CAPE CANAVERAL — The first stage of a SpaceX Falcon 9 rocket almost hit the bull's eye Friday, landing on a barge about 200 miles offshore.
Though not exactly in the center of the platform, the maneuver was enough to keep the equipment from getting wet in the Atlantic Ocean. The experiment was the first successful landing.
The booster possibly could have returned to land, like one did in December, SpaceX said. But an ocean landing would be less difficult and good practice for several upcoming missions.
The rocket lifted off on time and as envisioned Friday. Its Dragon cargo capsule was continuing on to the International Space Station.
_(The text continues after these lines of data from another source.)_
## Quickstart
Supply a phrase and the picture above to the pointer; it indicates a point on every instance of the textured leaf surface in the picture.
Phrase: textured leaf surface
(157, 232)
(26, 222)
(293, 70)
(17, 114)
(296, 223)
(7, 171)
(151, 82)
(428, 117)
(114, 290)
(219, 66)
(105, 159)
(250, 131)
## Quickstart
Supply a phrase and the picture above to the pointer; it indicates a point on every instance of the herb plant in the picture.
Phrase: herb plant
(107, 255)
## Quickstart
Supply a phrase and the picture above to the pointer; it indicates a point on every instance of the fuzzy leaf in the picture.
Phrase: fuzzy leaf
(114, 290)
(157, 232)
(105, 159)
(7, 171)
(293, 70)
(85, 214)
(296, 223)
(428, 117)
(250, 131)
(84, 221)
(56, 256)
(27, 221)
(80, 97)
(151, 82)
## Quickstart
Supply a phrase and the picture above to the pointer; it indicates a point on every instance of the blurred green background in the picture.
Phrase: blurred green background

Meteorologists at the Air Force's 45th Weather Squadron had anticipated a 90% chance of acceptable conditions during the instantaneous window at Cape Canaveral Air Force Station's Launch Complex 40.
The primary weather concern for launch was liftoff winds.
SpaceX late Tuesday completed a practice countdown that culminated with a brief test-firing of the rocket's nine Merlin main engines, a standard pre-launch milestone, and said engineers were reviewing the data.
The company launched its first Dragon spacecraft since June when its Falcon 9 rocket failed about 2 minutes after liftoff. No Dragon has visited the space station in a year.
The launch will be SpaceX's fourth since December and third of an upgraded Falcon 9 rocket providing more thrust at liftoff.
Among the cargo the Dragon is delivering to the station is a prototype expandable module designed by Bigelow Aerospace, which over two years will test technology that could underpin a future space station or deep space habitat.
“It is the future,” said Kirk Shireman, head of NASA’s space station program. “Humans will be using these kinds of modules as we move further and further off the planet, and actually as we inhabit low Earth orbit.”
The Dragon is packed with nearly 7,000 pounds of food, supplies and experiments, almost half of which is accounted for by the Bigelow module loaded in the capsule's "trunk.”
Made of layers of soft, reinforced materials around a metal core, the module builds upon technology NASA started developing in the 1990s as a potential space station crew quarters, before cancelling the TransHab program.
Once referred to as “inflatable,” the habitats are now called “expandable” to convey something more structured and less fragile.
“Inflatables makes you think of things like balloons,” said Jason Crusan, director, NASA’s Advanced Exploration Systems Division. “An expandable structure is more like a tent. In a packed configuration, it fits neatly in your car and your backpack. When you go to a site and you set it up, you can open the windows, you can get in it and get out of it, it keeps its structure at that point.”
If you do imagine a balloon, think of one wrapped in a Kevlar-like vest, able to withstand high-speed strikes by space debris even better than metal hulls, said Robert Bigelow, the president of Bigelow Aerospace and owner of the Budget Suites of America hotel chain.
“It’s so incredibly strong, it will maintain its shape,” he said.
The technology makes it possible to fit a large living and working area inside a rocket's nose cone, saving on space and possibly weight, without needing something like the space shuttle that launched U.S. modules to the space station.